Ruth was living near the beach in Santa Monica, on Fraser Avenue, in a modest frame house with a glassed-in terrace, a little front lawn and a white picket fence. As with every house she rented (leadership at KCRW and NPR not being synonymous with personal wealth), she had turned this one into a paragon of coziness with colorful style. On this night she’d invited a group of friends and colleagues for what looked and certainly smelled like a Christmas dinner—the main course, a goose, was in the oven—even though Ruth was Jewish to her secular core and had recently run a Hannukah radio documentary about the Holocaust that provoked fierce controversy, and antisemitic hate mail to the station.
The prelude to the goose was convivial. Wine and stories flowed. Suddenly, though, everything was brought to a halt by the sound of shattering glass. Someone had hurled something onto the porch through the plate glass window. The sound was more than chilling. Within the context of Kristallnacht, the Nazis’ “night of broken glass” that had recently been revisited on the Holocaust documentary, the shattering of this glass was terrifying.
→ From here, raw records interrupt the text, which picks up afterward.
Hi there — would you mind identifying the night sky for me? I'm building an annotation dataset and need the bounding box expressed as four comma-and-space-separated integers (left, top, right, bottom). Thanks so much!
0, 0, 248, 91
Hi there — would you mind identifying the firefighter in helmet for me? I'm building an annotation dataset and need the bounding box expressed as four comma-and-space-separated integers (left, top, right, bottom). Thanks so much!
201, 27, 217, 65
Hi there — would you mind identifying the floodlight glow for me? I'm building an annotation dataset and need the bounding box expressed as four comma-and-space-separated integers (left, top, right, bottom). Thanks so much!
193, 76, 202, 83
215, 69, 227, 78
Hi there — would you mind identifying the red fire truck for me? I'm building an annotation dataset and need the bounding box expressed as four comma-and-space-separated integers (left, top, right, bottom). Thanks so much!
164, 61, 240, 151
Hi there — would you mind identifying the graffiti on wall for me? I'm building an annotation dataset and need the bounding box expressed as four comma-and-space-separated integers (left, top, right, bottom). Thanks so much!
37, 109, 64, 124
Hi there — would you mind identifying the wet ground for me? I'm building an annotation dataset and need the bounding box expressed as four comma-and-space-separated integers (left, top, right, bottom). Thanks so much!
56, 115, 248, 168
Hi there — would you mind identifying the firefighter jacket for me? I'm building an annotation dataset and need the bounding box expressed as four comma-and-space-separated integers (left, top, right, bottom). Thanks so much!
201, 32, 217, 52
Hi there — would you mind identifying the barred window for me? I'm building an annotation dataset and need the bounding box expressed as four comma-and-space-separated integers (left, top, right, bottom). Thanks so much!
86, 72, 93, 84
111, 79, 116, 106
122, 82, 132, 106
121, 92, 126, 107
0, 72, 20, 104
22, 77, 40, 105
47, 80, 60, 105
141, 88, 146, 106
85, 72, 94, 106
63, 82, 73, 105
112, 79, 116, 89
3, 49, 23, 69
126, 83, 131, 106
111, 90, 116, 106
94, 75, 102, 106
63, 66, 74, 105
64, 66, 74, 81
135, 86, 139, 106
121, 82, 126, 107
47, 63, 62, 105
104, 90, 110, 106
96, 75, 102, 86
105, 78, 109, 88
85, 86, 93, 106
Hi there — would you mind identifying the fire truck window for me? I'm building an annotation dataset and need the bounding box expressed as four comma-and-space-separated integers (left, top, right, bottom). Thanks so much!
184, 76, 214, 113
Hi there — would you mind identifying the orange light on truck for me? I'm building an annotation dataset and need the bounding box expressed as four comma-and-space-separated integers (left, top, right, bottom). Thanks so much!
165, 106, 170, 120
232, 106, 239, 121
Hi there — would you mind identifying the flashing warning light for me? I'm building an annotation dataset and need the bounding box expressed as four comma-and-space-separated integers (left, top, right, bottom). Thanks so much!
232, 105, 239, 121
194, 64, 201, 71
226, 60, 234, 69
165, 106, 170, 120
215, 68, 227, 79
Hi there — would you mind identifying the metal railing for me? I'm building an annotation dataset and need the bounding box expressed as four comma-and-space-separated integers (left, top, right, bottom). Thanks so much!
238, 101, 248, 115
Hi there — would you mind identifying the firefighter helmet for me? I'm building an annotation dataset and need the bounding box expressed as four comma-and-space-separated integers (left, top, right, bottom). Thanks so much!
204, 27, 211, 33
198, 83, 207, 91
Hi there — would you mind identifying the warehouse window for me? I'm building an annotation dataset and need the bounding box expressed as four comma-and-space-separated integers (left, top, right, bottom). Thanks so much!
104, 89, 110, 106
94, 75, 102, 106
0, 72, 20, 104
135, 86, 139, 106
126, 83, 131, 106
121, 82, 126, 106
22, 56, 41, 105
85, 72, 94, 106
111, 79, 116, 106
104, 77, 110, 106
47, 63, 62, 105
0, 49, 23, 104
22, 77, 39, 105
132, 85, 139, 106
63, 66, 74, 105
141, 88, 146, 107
For a moment everyone sat frozen in place. Then someone—I don’t remember who, but it was definitely not me—went to the front door, while the rest of us followed. What we saw was not a welcome sight. A tall young man of high school age stood on the other side of the picket fence, contemplating the damage he had done. We looked at him, not knowing what to say. He stared at us in silence. Then he shook his head and said quietly, “I cannot believe what I just did.”
He was a home-delivery person for the New York Times, the paper that promised to give the news without fear or favor. He’d meant to throw the huge and weighty Sunday edition onto the front doorstep, but missed his target by a country yard. As soon as he spoke, Ruth sprang into action, giving him a hug, telling him it was okay and urging him to join us for wine and goose. He declined, with regret. He had the rest of his route to cover, he explained, clearly startled by Ruth’s response. He had no way of knowing that she was just doing what she always did—embracing the surprise, the strangeness, the real or imagined dangers and the occasionally beautiful craziness of the world without fear, favor or the slightest hesitation.